The news lately from Sinclair Broadcast Group has been good for investors. It pulled off a financial restructuring and has now announced Q3 results which, while still down from a year ago, beat Wall Street expectations. And, the company’s Q4 guidance was also better than expected.

Q3 net revenues from continuing operations were down 9.1% to $136.4 million. Wells Fargo Securities analyst Marci Ryvicker proudly notes that she was right on the mark, while the Street consensus had been that Sinclair’s revenues would be down 13%.

But even Ryvicker underestimated EBITDA, which came in down only 7% at $51 million. The company’s previous guidance had been for a 12% decrease, which is what Ryvicker and other analysts had penciled into their calculations.

With the higher EBITDA, earnings per share also came in higher than expected, at 18 cents per share. The consensus had been only eight cents and even Ryvicker’s more optimistic 11 cents proved not to be optimistic enough.

“We have started to see signs that perhaps the worst of the recession is over. While we still do not expect to see an immediate robust recovery, improvements in the business are occurring as advertisers are beginning to buy with longer lead times and declines in the core business are getting smaller,” said CFO David Amy.

Here is Sinclair’s official revenue guidance for Q4:

“The Company expects fourth quarter 2009 station net broadcast revenues from continuing operations, before barter, to be approximately $143.3 million to $146.3 million, an 11.0% to 12.8% decline as compared to fourth quarter 2008 station net broadcast revenues of $164.4 million. This assumes $3.0 million in political revenues as compared to $25.6 million in fourth quarter 2008. For the full year, the Company is estimating net broadcast revenues of $544.1 million to $547.1 million, down 14.4% to 14.9% to 2008 net broadcast revenues of $639.2 million. The 2009 full year estimate includes $5.9 million of political revenues versus $41.1 million in 2008.”
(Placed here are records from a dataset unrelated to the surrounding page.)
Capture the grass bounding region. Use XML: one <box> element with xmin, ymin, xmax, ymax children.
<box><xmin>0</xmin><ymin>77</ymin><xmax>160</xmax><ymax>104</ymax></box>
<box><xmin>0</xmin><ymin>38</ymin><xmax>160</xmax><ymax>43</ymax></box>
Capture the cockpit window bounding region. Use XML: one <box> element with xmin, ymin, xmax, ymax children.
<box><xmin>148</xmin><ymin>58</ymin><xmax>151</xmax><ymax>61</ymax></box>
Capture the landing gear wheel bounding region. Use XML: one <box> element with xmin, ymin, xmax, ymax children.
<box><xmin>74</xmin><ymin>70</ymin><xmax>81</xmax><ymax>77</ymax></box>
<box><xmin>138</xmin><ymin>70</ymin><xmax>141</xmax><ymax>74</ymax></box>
That also is better than Wall Street had been expecting. “Management is guiding net broadcast revenue to $143-$146M (-13% to -11%), which is better than our $140M (-15%) forecast due to higher than expected political ($3M vs. our $1M).  EBITDA (excl. FAS123) is expected to be $50-$53M (-20% to -15%) – also higher than our $48M forecast (-23%) due to the higher than expected revenue,” noted Ryvicker.

For CEO David Smith, it was a day to relish in good news after some trying months. “We are pleased to report that we have successfully restructured our balance sheet and addressed our cash flow needs. With the proceeds of our new $500 million senior secured second lien notes offering due 2017, we will be able to fund the tender offers of our 3% and 4.875% senior convertible bonds and repay a portion of our bank debt. The bank credit facility was also amended and restated to allow for $75.4 million of the $135.9 million revolving commitments to be extended until 2013 and to raise $330 million of a new term loan B tranche due 2015 which was used to repay the term loan A tranches. The potential cross-default with our LMA partner, Cunningham Broadcasting, was also resolved as they were successful in renegotiating their bank credit facility to obtain a three-year amortizing extension which will be funded through purchase option deposits made by Sinclair over the next three years. This was a necessary step to provide the liquidity we need to continue to compete and to be in position to capitalize on the opportunities that may come before us under the new digital regime of the television broadcasting industry,” Smith said, tying all of the recent developments into one package of happy news.